Sir Arthur Bryant: The Value of the Monarchy

by The Editor

Sir Arthur Bryant was one of the most popular Conservative historians of the Twentieth century. His book The Spirit of Conservatism (1929) summarised the party's philosophy and its defence of the Monarchy.

Sir Arthur Wynne Morgan Bryant, CH, CBE (18 February 1899 – 22 January 1985)

The King offers something to which the loyalty of a nation, its noblest attribute, may attach. In his person he appeals to the imagination of his subjects; he represents for them all they mean by the sacred word of country, the land of their fathers, their homes, their laws, their liberties. A Parliament, a Council, a Committee, however sensibly and well constituted, can never raise the same passionate and unthinking sentiment of love and devotion as can a King. If a nation is to live, its citizens must be ready to sacrifice all in its service. But for every ten men who would die for their County Council, there are ten thousand who would offer their lives for their King. ‘I cannot contain myself within my door,# wrote Sir Bevil Grenville, ‘when the King of England’s standard waves in the field upon so just occasion—the cause being such as must make all those who die in it little inferior to martyrs. And, for my own, I desire to acquire an honest name or an honourable grave.’ It is this spirit which the State must desire to see in all its citizens; the throne, the sceptre and the crown, can alone inspire it.
    

The King stands for that continuity in human affairs which men, in the pathetic transience of their own lives, so earnestly desire. For, though the life of the King as an individual is as fugitive as any man’s, the life of the King as an institution is enduring. The holder of the title dies: a new King is that very instant of time takes his place. ‘The King is dead,’ the herald cries, ‘God save the King’. The prayer that God may save the King—‘Long may he reign’—is not for the living King alone, but for all the Kings of England, for that long line which for over a thousand years has given to all things English unbroken continuity, has preserved our laws and liberties and given to loyalty a watchword and a rallying point—an English institution, as old and undying as the nation itself. Death comes alike to the bearer of the Crown as to the subject:



This is a sleep
That from this golden rigol hath divorced
So many English kings:--

But in the monarchy itself, the wisdom of our forefathers has left us something ‘which is not for time’s throwing’, and which, in a world of things transient, perpetuates its benefits from generation to generation.
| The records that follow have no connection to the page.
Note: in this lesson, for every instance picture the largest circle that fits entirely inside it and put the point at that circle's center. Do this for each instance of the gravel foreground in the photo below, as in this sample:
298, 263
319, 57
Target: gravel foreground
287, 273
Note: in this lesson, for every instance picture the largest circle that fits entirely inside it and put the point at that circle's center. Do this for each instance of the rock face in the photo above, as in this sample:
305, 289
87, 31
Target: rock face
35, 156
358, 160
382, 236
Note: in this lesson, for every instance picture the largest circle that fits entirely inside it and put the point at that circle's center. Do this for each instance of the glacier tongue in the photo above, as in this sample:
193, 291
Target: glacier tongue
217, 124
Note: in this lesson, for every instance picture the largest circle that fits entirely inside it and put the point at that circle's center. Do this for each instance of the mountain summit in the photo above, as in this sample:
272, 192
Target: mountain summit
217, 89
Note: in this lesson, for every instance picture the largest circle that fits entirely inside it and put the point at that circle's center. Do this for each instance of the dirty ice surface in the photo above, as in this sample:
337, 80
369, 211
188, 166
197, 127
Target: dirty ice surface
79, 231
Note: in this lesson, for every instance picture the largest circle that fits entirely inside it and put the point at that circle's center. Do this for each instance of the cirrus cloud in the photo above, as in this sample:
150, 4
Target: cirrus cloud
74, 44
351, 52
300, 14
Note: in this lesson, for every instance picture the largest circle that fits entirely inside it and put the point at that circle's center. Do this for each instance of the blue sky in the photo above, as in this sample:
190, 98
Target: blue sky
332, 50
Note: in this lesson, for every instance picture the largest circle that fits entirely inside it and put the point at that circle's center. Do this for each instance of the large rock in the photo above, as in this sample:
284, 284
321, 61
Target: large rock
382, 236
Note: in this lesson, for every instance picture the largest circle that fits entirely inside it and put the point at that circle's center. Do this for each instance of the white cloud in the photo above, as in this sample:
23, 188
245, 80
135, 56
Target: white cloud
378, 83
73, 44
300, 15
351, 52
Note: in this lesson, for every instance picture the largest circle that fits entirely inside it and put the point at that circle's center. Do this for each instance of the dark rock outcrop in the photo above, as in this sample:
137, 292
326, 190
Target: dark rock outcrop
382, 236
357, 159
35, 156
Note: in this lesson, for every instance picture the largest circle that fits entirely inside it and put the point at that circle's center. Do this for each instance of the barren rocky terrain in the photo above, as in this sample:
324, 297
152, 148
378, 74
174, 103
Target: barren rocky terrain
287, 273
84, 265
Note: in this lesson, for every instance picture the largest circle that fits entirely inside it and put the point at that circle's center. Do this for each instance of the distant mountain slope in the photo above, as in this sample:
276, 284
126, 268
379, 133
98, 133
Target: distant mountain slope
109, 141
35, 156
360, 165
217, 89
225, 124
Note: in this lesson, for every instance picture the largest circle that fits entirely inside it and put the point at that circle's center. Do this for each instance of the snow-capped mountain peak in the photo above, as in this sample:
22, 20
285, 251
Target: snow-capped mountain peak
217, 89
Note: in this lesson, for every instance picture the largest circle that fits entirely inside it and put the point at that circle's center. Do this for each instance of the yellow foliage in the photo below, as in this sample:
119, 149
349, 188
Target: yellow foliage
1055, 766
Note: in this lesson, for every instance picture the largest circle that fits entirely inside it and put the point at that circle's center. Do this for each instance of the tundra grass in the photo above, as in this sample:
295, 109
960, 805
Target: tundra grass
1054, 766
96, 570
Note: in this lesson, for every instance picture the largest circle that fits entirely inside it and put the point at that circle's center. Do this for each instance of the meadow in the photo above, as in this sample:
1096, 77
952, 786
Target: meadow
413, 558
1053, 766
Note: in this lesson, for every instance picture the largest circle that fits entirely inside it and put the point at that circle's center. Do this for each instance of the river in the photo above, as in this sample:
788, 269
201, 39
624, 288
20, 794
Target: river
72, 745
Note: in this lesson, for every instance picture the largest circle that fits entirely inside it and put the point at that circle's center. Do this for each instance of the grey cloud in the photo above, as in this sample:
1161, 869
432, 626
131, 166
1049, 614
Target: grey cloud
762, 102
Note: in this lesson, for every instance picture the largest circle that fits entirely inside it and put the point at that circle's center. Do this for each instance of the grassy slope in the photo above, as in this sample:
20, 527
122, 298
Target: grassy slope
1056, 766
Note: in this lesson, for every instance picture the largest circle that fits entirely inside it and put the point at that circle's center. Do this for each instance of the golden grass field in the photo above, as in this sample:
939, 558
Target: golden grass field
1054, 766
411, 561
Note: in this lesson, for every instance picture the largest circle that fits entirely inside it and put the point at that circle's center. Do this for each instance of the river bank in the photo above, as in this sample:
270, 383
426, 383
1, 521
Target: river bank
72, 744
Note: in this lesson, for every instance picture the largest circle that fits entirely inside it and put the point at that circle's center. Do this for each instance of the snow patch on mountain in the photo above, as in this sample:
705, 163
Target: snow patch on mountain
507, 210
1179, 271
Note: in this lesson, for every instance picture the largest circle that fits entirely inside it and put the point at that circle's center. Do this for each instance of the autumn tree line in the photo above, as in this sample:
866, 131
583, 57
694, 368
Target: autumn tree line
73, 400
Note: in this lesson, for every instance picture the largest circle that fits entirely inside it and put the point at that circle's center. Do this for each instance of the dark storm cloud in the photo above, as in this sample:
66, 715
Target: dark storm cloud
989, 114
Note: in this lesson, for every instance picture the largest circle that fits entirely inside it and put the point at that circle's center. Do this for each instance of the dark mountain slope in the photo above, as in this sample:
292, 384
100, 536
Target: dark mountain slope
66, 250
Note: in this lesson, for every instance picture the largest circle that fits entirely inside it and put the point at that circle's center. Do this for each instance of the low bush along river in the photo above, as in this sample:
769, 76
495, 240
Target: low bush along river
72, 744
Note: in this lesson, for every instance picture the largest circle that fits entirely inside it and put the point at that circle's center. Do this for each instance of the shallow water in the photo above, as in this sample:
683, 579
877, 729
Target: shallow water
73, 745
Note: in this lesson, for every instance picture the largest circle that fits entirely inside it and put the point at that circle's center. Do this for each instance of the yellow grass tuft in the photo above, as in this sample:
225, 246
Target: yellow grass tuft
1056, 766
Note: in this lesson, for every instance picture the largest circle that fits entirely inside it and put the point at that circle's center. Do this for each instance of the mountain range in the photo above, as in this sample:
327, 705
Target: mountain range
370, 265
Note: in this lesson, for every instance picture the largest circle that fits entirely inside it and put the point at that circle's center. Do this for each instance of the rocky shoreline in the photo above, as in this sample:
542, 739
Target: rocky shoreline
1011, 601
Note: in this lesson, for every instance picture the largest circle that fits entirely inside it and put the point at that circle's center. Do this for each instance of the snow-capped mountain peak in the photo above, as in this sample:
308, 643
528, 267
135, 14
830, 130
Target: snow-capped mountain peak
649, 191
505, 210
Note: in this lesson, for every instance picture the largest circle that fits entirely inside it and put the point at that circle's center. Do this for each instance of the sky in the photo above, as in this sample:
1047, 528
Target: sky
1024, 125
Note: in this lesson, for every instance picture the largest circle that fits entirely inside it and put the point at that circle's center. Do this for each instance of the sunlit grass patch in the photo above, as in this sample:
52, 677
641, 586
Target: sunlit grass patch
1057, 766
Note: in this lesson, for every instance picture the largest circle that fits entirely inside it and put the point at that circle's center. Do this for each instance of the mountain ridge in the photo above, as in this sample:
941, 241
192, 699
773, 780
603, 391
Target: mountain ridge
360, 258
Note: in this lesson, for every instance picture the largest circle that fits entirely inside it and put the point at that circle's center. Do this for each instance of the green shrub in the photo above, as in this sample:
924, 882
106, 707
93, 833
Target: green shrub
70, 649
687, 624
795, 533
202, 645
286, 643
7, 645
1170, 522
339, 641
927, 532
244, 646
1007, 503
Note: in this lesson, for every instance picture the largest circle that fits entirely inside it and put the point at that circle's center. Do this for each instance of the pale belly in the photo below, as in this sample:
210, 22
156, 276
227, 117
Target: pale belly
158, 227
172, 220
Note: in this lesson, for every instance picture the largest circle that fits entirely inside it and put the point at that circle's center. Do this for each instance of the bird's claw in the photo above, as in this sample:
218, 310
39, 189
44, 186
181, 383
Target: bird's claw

Even in the brief limits of human life, each King affords to his subjects some measure of continuity. The King to-day does not direct the State, but he is the permanent mentor of those who do. They change from Parliament to Parliament, almost from year to year. He alone, during life, does not change. A sovereign, like Queen Victoria, during sixty-four years on the throne, in active and daily touch with every great affair of State and every great man, acquired an unrivalled knowledge of public business. At the end of her reign she was giving to her Ministers the benefit of her vast knowledge and shrewd judgement, gained from her association wit the great men of a previous day who had ruled England before the former were born. In a democratic country where the human agents of Government change so frequently, it is something to have ever at their shoulder the wise and experienced advice of a permanent sovereign.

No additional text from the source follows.